Najstarszą formę łodzi – dłubankę – odnaleźli poszukiwacze w pobliżu Spichlerza Twierdzy Modlin – poinformował PAP w środę archeolog Robert Wyrostkiewicz. Zabytek znajdował się w wodzie, w miejscu ujścia Narwi do Wisły.
Odkrycia dokonała grupa poszukiwaczy pod kierunkiem Sławomira Kalińskiego, prezesa stowarzyszenia Triglav, mającego pozwolenie Mazowieckiego Wojewódzkiego Konserwatora Zabytków na prowadzenie tego rodzaju prac. Grupa zwróciła się do Roberta Wyrostkiewicza z PogotowieArcheologiczne.pl z prośbą o konsultację archeologiczną.

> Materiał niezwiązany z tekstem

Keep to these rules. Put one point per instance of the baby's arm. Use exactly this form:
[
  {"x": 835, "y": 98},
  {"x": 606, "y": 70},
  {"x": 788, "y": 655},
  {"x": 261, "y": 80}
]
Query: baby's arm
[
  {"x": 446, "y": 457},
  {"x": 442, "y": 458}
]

“Sławomir Kaliński zaalarmował mnie w sobotę, że odnaleziono coś, co wyglądało na dłubankę. Widać było początkowo jedynie kawałek rufy i trudno było ocenić, czy jest to rzeczywiście zabytek, czy też zwykła kłoda drewna. Oględziny odbyły się z udziałem funkcjonariuszy Wodnego Ochotniczego Pogotowia Ratunkowego z Nowego Dworu Mazowieckiego. Stwierdziłem, że jest to zabytek, pomierzyłem go. Ustaliłem, że łódź znajdowała się na głębokości, uśredniając, ok. 80 cm, a jej wymiary wyniosły 7 m 80 cm długości i około 80 cm szerokości” – opisał archeolog.

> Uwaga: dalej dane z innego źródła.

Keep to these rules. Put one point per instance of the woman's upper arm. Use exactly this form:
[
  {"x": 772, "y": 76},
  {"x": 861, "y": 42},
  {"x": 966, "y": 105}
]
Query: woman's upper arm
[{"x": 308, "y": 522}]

Okazało się więc, że łódź jest dosyć duża. “Zazwyczaj dłubanki były przeznaczone dla dwóch wioślarzy i miały 2-3 m, maksymalnie 4 m” – zaznaczył Robert Wyrostkiewicz.

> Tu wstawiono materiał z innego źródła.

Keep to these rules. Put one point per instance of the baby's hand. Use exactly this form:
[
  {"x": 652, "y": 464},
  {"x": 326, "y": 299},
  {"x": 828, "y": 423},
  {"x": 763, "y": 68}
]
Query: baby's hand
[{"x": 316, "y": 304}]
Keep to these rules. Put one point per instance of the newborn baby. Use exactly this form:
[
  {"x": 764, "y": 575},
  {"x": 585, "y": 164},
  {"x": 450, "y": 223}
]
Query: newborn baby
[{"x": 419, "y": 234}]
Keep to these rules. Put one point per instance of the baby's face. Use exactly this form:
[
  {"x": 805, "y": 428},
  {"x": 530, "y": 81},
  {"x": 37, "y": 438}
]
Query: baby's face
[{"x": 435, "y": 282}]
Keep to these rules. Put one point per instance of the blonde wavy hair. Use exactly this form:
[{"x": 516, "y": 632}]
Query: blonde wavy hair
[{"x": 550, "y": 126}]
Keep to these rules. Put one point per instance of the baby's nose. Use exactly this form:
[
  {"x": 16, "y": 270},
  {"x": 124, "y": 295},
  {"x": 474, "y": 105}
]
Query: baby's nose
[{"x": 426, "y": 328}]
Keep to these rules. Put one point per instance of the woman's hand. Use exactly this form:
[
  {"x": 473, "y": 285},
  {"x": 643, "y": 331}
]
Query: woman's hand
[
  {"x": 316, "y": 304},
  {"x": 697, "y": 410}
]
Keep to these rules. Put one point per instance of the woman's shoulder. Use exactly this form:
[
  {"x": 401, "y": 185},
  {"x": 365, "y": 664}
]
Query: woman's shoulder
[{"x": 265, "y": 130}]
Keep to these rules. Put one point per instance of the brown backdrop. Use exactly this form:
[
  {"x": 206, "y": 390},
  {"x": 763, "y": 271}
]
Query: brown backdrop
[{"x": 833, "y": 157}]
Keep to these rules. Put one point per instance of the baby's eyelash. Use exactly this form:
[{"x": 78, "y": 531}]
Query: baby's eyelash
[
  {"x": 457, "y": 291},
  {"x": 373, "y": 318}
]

Ocenił przy tym, że czółno jednopienne zostało “finezyjnie wykonane”. “Szkutnik miał dość duże umiejętności. Na końcu burty widać wykonane ręką człowieka prostokątne wydrążenie, być może na element sterujący” – opisał archeolog z Pogotowia Archeologicznego.
Łódź powstała z twardego drzewa – według archeologa mógł to być dąb. Nie zachowała się w całości – odkryto jej duży fragment bez części przedniej, dzioba.
Robert Wyrostkiewicz przypomniał, że dłubanki są najstarszymi formami łodzi – pierwsze z nich powstały już w okresie neolitu. Były to jednopienne czółna, tworzone z jednego pnia drzewa. “W okresie wpływów rzymskich były także używane, a kilkaset lat później flota Słowian składała się właśnie z dłubanek. Wiemy, że łodzie bojowe Słowian to były dłubanki właśnie o większych rozmiarach. Być może znaleziony teraz okaz pochodzi ze starszego okresu, ale może to być równie dobrze dzieło XIX-wieczne. Ze względu na stopień uszkodzeń szacowałbym jej wiek na 200-300 lat, a więc może ona pochodzić jeszcze z czasów królewskich” – powiedział archeolog.
Zaznaczył jednak, że dokładne datowanie będzie możliwe po przeprowadzeniu badań dendrochronologicznych.
Przypomniał też, że dłubanki na Polesiu były budowane jeszcze w latach 30. XX w.
Znalezisko zostało zabezpieczone. “Dłubanka została ukryta przez WOPR kilkaset metrów od miejsca znalezienia – została zatopiona i obłożona kamieniami. Woda zapewni względnie beztlenowe warunki, które zakonserwują zabytek do czasu dalszych badań. Kamienie sprawią, że nie odpłynie gdzieś dalej, co już się wcześniej zdarzało przy tego rodzaju znaleziskach” – zwrócił uwagę badacz.
Łódź czeka teraz na wytypowanie odpowiedniej jednostki muzealnej, która mogłaby przejąć nad nią opiekę.